Judge castigates “by far the worst solicitor witness I have ever seen”


Judge Hodge: “at times I had to pinch myself”

A judge has launched an extraordinary attack on “by far the worst solicitor witness I have ever seen giving evidence in the witness box”.

Delivering judgment in a mortgage fraud case that saw his firm duped, Judge Hodge QC, sitting as judge of the High Court, described Edward Abenson, director of Liverpool-based Abensons Law, as a “wholly unsatisfactory and unreliable” witness.

“At times I had to pinch myself to remember that he was a qualified solicitor of longstanding and experience.”

Judge Hodge said: “He found it hard, or professed to find it hard, to understand questions. He found it difficult to follow the documents.

“He was unable to answer obvious questions, either satisfactorily or in some cases at all. He was extremely vague in his evidence.”

Judge Hodge went on: “Mr Abenson told me that he had found this matter very disturbing. He had found it very difficult to look at the papers. This litigation was said to have destroyed two years of his life, and could actually destroy 40 years of professional work.

“He denied being cavalier in his approach to this litigation. He said that he was stressed, and that he could not cope. He told me that he did not think that he had had a good night’s sleep in two years worrying about this case.”

The judge said he acknowledged that the case had “troubled Mr Abenson greatly”, for which he had sympathy, but he could not regard that as “an adequate explanation for the deficiencies in his written evidence” or the contradictions contained within it or the way Mr Abenson’s evidence had “morphed” during his time in the witness box.

Having heard the 69-year-old solicitor giving evidence for over six hours, Judge Hodge said he was satisfied that he could not rely on anything Mr Abenson had told him unless it was supported by reliable, contemporary documents or by reliable independent testimony or if it was against Mr Abenson’s interests.

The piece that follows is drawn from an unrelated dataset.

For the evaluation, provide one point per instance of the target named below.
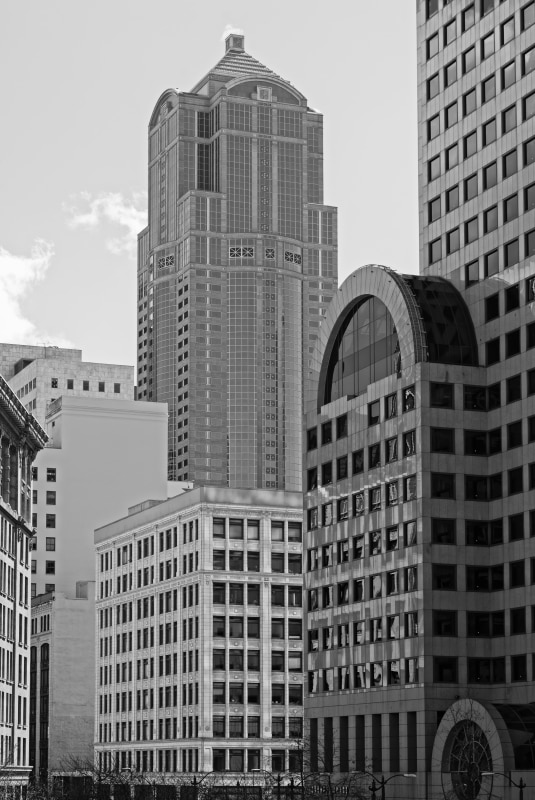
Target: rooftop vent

Delivering judgment in LSC Finance v Abensons Law [2015] EWHC 1163 (Ch), HHJ Hodge said LSC Finance sought damages from Abensons in respect of breach of undertakings, negligence, breach of trust and breach of warranty.

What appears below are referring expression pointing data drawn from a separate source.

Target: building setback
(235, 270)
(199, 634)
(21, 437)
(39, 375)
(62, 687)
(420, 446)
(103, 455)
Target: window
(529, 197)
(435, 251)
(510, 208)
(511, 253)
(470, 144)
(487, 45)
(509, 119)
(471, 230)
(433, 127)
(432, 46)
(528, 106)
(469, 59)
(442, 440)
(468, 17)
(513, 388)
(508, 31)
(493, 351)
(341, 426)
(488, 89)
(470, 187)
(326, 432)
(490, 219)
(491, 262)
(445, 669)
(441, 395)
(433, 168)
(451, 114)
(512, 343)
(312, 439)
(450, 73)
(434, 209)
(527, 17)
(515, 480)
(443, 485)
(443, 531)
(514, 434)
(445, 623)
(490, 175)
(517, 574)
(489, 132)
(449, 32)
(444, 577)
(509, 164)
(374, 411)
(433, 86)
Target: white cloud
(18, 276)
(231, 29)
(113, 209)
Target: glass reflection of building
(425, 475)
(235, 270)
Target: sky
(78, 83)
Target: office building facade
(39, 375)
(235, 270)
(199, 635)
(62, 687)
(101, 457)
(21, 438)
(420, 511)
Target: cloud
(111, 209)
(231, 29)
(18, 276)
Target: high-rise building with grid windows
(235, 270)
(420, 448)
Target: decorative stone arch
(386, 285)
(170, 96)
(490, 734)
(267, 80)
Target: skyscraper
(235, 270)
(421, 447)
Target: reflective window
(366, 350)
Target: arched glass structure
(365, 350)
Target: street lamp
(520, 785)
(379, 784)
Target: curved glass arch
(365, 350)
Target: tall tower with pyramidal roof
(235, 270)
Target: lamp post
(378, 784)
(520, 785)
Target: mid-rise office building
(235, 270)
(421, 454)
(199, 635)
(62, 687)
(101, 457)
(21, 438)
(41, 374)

The judge said it was common ground that LSC would “appear to have been the victim of a mortgage fraud”, after lending £169,000 to a “purported” client of Abensons.

“I should emphasise at the outset that there is no suggestion that Mr Abenson, or his solicitors’ practice, was knowingly involved in any way in setting up the mortgage fraud,” Judge Hodge said. “All heads of claim are disputed by Abensons.”

However, he found that Mr Abenson should have insisted on seeing the woman who “represented herself” as Mrs Gail Ann Bodice, and that the solicitor was negligent in accepting a sole legal charge and joint transfer as “genuinely executed documents”.

Judge Hodge said he was satisfied that the duty of care was “clearly breached” in relation to Abensons’ failure properly to verify execution of the sole legal charge from “the imposter” Mrs Boddice.

Giving judgment for the claimant, he concluded that LSC Finance’s claim succeeded on breach of undertaking, breach of warranty of authority and “for what it is worth” on the additional breach of a Quistclose resulting trust claim.

Mr Abenson told Legal Futures that he was a victim not only of a mortgage “scam”, but of the collapse of Balva, the firm’s indemnity insurer.

He said he was “really stressed out by the whole thing” which led him to make mistakes when reading his statement of truth before the trial.

“I think the judge was very harsh on me,” he said. “We had no insurance – our insurer had gone bust. I don’t think the judge could understand the financial stress I was under.

“His questioning was very aggressive. At times I got a little confused – I think anybody would. The whole thing has been a nightmare. It’s almost broken me.”

Mr Abenson added that the firm was appealing against the ruling.